M. le président Olivier Carré. Nous poursuivons nos auditions avec le Groupement des industries françaises aéronautiques et spatiales (GIFAS).

M. Gilbert Font, président de la commission des affaires administratives du Groupement des industries françaises aéronautiques et spatiales. Le GIFAS est une fédération professionnelle qui rassemble l’ensemble des entreprises du secteur aéronautique et spatial français, soit 342 sociétés, tant les plus grandes et les plus connues – Airbus, Dassault, SAFRAN, Thalès – que les ETI et les PMI. Pour ma part, je travaille à la direction générale de SAFRAN.

Notre profession connaît aujourd’hui une évolution favorable, mais elle doit relever des défis en matière de compétitivité, dans un contexte de mondialisation et de concurrence accrue.
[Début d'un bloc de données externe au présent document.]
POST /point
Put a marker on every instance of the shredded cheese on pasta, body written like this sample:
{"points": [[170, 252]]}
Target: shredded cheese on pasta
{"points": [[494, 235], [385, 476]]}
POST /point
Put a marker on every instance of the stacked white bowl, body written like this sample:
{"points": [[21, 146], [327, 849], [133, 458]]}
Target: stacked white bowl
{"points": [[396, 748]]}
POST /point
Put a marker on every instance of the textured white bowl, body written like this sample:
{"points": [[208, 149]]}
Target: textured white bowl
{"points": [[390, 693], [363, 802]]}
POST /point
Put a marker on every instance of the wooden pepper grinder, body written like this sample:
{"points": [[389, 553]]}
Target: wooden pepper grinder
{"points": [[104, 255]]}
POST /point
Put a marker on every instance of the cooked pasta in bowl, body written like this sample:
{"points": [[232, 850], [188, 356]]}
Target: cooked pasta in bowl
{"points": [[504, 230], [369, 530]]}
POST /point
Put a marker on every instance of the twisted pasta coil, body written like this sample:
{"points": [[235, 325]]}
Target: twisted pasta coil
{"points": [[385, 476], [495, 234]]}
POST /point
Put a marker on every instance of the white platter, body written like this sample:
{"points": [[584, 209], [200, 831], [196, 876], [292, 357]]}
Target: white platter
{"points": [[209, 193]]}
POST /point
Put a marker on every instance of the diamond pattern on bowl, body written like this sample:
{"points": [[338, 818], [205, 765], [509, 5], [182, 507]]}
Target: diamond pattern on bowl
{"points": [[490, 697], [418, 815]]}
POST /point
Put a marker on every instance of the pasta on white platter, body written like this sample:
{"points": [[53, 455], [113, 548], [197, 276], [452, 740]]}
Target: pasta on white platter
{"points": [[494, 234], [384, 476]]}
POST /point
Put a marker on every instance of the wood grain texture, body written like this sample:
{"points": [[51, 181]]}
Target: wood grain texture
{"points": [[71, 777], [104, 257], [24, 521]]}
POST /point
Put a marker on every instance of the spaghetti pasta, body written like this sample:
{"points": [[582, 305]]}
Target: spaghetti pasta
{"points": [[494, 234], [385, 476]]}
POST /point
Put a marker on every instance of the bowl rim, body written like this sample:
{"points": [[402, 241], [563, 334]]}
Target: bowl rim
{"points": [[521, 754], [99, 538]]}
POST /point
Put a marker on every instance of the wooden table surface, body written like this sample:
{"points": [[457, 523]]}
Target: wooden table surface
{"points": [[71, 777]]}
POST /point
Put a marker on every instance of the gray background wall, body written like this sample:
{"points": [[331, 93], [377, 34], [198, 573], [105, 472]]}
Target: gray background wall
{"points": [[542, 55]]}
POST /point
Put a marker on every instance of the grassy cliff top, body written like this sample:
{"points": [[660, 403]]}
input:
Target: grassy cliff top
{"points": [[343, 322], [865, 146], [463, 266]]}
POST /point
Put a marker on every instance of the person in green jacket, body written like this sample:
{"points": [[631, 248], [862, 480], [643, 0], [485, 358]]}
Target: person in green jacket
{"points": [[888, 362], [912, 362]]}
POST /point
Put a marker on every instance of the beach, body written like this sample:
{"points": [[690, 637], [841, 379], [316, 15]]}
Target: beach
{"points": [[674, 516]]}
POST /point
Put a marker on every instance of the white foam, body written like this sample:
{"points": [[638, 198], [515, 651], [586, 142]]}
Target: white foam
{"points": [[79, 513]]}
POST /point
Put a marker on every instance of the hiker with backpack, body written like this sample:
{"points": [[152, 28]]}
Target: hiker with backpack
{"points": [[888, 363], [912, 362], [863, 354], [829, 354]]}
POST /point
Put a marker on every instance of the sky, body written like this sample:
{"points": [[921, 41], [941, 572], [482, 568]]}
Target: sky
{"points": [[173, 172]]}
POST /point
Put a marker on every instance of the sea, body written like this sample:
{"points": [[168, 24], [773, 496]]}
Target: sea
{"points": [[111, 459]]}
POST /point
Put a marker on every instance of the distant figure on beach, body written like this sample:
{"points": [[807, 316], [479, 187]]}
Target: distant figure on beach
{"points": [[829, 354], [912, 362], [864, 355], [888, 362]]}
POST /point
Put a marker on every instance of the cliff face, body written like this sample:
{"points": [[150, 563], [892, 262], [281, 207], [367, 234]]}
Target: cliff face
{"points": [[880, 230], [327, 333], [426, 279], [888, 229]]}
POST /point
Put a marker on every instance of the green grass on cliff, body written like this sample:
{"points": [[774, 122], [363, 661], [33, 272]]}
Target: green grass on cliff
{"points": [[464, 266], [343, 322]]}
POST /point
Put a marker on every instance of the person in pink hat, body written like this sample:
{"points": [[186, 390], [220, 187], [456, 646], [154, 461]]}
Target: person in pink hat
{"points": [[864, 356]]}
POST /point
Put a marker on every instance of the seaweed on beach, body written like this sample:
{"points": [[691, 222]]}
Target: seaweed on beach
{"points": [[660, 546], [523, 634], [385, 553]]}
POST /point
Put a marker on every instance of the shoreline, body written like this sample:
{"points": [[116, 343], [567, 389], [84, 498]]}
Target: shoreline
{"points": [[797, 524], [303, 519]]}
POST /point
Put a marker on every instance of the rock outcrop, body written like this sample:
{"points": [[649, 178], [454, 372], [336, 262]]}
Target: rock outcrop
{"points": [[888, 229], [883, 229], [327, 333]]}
Nos concurrents étrangers bénéficient souvent d’aides importantes de la part des États, sur presque tous les continents. De surcroît, dans la mesure où nous avons une base de coûts en euros, mais que nous exportons beaucoup en dollars, le cours de l’euro par rapport au dollar revêt une importance majeure pour nous.

La concurrence internationale s’est exacerbée ces dernières années. Elle ne vient plus seulement des États-Unis, mais aussi de la Chine, du Canada et du Brésil. Le duopole Boeing-Airbus, qui a caractérisé le marché depuis les années 1980, est presque derrière nous. L’industrie aéronautique et spatiale française doit maintenir la compétitivité de son offre à son haut niveau actuel et conforter ses positions sur les marchés à l’export. Cela passe par des investissements dans la recherche et développement, l’innovation et la production industrielle, mais aussi par un accompagnement public. Notre industrie, très fortement implantée en France, exporte 80 % de son activité. Avec un solde des échanges commerciaux excédentaire de 22 milliards d’euros en 2013, elle est la première contributrice à la balance commerciale française.

L’industrie aéronautique – cet élément important est parfois méconnu – est caractérisée par des cycles longs : les cycles de développement durent dix à quinze ans ; les cycles de vie des produits sont supérieurs à trente ans. Nous avons donc à faire des choix technologiques particulièrement lourds, surtout quand ils sont pionniers : il nous faut investir dans la recherche très en amont et avoir ensuite la possibilité de valider ces choix, de façon à garantir leur pertinence et à limiter les risques. Notre industrie consacre chaque année près de 14 % de son chiffre d’affaires – qui s’établit à 48 milliards d’euros – à la recherche et développement. Dans tous nos contrats, nous prenons en compte le long terme, en essayant d’optimiser nos activités. Nous devons faire preuve de patience et d’obstination pour maintenir nos positions. Nous avons aussi besoin que les accompagnements publics qui nous sont proposés soient pérennes.

Face à la concurrence, nous sommes engagés dans une course contre la montre : les travaux de recherche et d’innovation doivent être réalisés sans délai. Pour nous préparer à relever ces grands défis technologiques et commerciaux, nous devons bien maîtriser notre déploiement en France et à l’étranger. Notre filière – grands groupes comme PMI – s’efforce de conserver les moyens de conception et de production en France, particulièrement pour ce qui est des technologies les plus sensibles. Grâce à la forte augmentation de son chiffre d’affaires à l’international, elle est créatrice nette d’emplois sur le territoire national depuis plusieurs années.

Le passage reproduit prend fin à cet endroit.